Looking back, it is the bilateral filter generalized — the affinity made robust by widening its window from a pixel to a patch (see Bilateral filtering for the affinity machinery we are reusing). Looking sideways, the same self-similarity it exploits for denoising is the engine of patch-based synthesis: copying and stitching matching patches is how we fill holes and grow texture in Inpainting, texture synthesis, and finding those matches fast — the expensive non-local search, made practical — is precisely the problem Patch match solves with a randomized nearest-neighbour scheme. Non-local means searches for similar patches to average them away; texture synthesis and inpainting search for similar patches to copy them in; PatchMatch is the shared accelerator. They are one family built on one fact about natural images: patches repeat.

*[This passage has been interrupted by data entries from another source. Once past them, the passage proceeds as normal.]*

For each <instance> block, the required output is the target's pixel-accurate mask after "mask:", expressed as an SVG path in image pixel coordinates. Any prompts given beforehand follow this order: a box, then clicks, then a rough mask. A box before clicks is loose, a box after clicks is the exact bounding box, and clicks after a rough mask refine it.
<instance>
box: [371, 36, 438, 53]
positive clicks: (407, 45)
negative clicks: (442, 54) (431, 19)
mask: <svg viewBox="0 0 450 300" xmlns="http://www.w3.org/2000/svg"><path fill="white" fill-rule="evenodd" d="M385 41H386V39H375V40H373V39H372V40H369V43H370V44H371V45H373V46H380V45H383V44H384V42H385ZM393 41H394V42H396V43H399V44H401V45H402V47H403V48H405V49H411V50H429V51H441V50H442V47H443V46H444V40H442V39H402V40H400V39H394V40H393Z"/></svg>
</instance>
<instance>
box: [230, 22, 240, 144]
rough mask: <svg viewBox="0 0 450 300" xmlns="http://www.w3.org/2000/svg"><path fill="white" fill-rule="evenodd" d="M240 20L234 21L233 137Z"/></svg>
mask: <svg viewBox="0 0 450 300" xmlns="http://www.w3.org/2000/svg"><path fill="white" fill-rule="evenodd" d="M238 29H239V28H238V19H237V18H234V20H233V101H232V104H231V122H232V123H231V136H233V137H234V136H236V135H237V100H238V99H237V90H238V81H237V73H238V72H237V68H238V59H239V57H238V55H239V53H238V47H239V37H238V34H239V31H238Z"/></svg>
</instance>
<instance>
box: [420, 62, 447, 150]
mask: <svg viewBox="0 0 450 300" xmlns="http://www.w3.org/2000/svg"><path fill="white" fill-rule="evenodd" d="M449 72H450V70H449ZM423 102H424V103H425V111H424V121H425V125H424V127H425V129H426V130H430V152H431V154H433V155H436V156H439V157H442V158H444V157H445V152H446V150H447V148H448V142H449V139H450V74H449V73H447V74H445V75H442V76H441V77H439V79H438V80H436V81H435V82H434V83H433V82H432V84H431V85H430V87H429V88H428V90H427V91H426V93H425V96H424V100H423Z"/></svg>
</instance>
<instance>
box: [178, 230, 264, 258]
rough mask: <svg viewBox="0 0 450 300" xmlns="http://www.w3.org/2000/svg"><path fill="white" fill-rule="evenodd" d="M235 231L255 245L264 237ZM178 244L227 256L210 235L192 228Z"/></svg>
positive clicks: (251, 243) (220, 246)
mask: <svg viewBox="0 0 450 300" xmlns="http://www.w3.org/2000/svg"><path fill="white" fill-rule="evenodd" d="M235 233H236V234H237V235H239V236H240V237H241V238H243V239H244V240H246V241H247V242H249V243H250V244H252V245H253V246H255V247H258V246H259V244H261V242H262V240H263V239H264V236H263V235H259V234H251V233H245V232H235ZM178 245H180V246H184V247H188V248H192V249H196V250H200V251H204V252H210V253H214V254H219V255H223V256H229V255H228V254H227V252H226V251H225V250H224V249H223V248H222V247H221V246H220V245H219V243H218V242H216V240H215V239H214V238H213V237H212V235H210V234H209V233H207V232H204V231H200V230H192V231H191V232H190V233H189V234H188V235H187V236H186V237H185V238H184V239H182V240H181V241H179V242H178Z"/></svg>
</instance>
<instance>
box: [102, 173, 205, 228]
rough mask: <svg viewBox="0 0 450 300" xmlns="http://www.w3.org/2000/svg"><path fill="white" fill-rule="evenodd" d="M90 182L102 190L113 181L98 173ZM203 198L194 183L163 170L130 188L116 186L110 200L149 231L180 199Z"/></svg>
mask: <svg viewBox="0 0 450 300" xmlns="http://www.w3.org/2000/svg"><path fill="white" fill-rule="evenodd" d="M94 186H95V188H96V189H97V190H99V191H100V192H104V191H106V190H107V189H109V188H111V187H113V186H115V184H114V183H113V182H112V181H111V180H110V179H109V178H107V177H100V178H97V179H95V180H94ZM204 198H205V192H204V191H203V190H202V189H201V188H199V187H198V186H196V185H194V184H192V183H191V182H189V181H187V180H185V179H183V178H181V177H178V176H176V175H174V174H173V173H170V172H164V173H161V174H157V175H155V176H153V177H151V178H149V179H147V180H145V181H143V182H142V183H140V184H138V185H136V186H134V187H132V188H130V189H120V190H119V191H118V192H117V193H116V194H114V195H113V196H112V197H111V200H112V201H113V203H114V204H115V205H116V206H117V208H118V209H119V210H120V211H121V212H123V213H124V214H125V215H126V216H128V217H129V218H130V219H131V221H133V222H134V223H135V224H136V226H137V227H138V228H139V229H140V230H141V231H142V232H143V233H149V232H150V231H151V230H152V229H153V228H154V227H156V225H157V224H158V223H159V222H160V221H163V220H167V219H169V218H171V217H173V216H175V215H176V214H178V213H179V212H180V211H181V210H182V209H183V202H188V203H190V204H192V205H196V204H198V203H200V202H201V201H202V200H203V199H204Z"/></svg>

Looking forward, non-local means is the direct ancestor of the strongest classical denoiser. Block-matching and 3-D filtering (BM3D) takes the same matched patches but, instead of simply averaging their centres, stacks the matching patches into a small 3-D group and filters them jointly — transforming across the stack so that the shared signal concentrates into a few coefficients while the independent noise spreads thin, then transforming back. It is non-local means with a smarter combination step in place of the plain average, and for years it set the bar that learned methods had to beat.

That lineage carries one more idea worth flagging now and developing later. A good denoiser encodes, implicitly, a strong prior about what clean natural images look like — here, that they are self-similar. Modern reconstruction methods exploit this directly: they plug a powerful denoiser (non-local means, BM3D, or a learned network) into an inverse problem as the regularizer, letting "what a denoiser would do" stand in for "what a plausible image looks like." That denoiser-as-prior link, and the learned self-similarity priors that descend from non-local means, are taken up in Super-resolution and image priors — where the self-similarity that here cancels noise becomes the assumption that lets us invent detail we never measured.